Research suggests that around eight million metric tons of plastic finds its way into the oceans each year — enough to fill five plastic bags for every foot of coastline on the planet.
This plastic has a more significant impact than just being unsightly though. It’s killing growing numbers of marine creatures. One of the most comprehensive studies of the issue to date, conducted by researchers at Plymouth University, found that documented cases of floating debris affected as many as 700 different species, with plastic making up 92 percent of cases they studied.
How Plastic Affects Marine Life
The plastic that ends up in the ocean impacts sea creatures in a variety of ways. One of the most harmful is plastic ingestion. A wide range of sea creatures eat plastic, either by happenstance or because they mistake it for food.

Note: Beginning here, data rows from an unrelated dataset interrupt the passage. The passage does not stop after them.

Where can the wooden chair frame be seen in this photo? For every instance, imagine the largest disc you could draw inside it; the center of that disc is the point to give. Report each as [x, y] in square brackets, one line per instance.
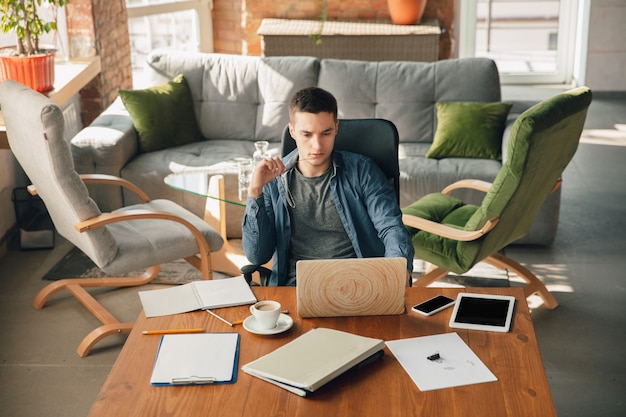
[434, 272]
[76, 286]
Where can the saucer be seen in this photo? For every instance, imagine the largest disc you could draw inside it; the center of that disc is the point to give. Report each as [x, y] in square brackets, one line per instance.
[284, 323]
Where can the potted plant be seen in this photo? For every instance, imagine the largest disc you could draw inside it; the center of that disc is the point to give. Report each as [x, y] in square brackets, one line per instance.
[406, 12]
[28, 62]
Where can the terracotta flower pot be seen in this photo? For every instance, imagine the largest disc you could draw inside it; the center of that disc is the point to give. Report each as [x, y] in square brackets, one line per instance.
[35, 71]
[406, 12]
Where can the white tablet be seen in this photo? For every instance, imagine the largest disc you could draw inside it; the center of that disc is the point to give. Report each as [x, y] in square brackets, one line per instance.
[483, 312]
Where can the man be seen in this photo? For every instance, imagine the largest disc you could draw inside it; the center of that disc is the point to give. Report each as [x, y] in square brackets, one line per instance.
[318, 203]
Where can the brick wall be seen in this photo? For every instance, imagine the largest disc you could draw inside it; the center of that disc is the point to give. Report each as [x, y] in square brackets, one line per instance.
[100, 27]
[235, 22]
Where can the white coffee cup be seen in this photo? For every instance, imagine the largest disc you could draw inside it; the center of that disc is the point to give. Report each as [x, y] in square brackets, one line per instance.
[266, 313]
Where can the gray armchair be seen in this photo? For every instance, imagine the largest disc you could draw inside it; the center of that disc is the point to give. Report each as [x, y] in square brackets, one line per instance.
[128, 239]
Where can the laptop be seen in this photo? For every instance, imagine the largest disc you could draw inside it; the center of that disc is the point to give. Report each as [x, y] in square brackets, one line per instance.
[350, 287]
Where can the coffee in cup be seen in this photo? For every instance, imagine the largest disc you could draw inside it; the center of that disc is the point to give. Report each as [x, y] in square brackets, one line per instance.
[266, 313]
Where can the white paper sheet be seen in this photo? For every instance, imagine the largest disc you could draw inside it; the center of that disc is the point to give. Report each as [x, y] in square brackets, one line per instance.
[187, 357]
[458, 365]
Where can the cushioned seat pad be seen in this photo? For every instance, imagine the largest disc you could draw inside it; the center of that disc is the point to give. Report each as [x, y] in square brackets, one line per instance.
[451, 212]
[163, 241]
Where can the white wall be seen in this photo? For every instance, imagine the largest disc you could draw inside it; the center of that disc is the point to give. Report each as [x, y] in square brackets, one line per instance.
[605, 64]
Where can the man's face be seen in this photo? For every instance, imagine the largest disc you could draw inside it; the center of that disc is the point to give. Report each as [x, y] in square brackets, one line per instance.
[314, 134]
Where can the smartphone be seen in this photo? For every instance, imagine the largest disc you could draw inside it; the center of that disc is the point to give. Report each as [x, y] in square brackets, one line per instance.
[434, 305]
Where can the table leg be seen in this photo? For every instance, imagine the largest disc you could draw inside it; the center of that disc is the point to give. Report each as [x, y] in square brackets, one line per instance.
[229, 259]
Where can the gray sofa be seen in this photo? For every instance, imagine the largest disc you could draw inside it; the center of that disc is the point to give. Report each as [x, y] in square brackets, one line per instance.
[240, 99]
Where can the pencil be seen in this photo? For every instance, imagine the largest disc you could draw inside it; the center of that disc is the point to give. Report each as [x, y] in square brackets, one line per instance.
[241, 321]
[217, 316]
[173, 331]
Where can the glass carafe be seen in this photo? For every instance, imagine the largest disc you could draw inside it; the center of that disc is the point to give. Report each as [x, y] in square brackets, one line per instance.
[261, 151]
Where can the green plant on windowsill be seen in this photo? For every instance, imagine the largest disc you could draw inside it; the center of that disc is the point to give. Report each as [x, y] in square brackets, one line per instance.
[22, 18]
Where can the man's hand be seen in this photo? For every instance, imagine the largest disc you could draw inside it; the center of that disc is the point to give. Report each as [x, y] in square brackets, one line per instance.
[264, 172]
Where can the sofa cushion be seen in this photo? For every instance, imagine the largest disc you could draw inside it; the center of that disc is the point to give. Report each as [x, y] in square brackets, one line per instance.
[469, 130]
[238, 97]
[405, 92]
[162, 115]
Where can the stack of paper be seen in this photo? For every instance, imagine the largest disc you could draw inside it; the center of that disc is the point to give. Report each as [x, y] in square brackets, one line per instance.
[197, 295]
[313, 359]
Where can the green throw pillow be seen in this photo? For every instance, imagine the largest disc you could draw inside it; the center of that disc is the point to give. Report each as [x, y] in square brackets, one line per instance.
[162, 115]
[469, 130]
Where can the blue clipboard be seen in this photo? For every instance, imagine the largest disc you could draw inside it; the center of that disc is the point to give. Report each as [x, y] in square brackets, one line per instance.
[196, 359]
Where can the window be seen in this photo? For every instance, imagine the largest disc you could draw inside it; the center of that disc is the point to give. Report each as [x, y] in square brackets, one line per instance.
[177, 24]
[531, 41]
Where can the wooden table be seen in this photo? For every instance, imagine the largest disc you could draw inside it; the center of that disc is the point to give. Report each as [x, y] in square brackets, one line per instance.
[381, 389]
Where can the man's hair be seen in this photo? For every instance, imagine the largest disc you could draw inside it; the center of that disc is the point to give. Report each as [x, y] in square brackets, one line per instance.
[313, 100]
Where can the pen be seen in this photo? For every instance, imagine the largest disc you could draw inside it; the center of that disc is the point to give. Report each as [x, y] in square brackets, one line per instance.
[217, 316]
[173, 331]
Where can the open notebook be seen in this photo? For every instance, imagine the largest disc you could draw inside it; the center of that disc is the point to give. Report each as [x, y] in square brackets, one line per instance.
[350, 287]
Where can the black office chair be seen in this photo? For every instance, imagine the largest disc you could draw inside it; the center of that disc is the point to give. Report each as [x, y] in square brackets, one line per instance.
[376, 138]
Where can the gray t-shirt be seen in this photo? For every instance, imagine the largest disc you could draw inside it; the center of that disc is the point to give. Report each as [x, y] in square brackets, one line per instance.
[316, 229]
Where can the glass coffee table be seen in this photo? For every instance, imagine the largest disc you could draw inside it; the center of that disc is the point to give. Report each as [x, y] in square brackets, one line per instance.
[212, 185]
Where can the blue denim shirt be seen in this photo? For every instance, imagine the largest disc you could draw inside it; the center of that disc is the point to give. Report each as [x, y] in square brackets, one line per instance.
[365, 201]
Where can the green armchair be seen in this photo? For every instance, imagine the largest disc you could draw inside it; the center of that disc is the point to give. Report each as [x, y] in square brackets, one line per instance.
[453, 236]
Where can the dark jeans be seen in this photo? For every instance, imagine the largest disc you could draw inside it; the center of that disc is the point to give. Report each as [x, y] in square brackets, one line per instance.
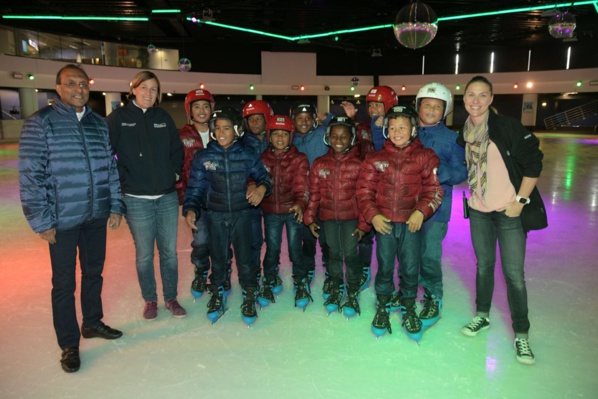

Research into the impacts of plastic ingestion is ongoing, but both anecdotal and scientific evidence show that it can be extremely harmful. In the worst cases, it can lead to death. It could also have impacts on things such as animals’ metabolism and reproduction.
Impacts All Animals
Plastic ingestion can harm all sorts of marine creatures from the largest to the smallest.
A sperm whale recently washed up onto the coast of Spain. The 33-foot-long whale had more than 65 pounds of plastic in its stomach. It could not expel the plastic, so its digestive became infected.
Research has recently confirmed that anchovies are also eating plastic debris. The debris they ingest is known as microplastic that’s less than five millimeters in length and is made up of partially broken down pieces of plastic.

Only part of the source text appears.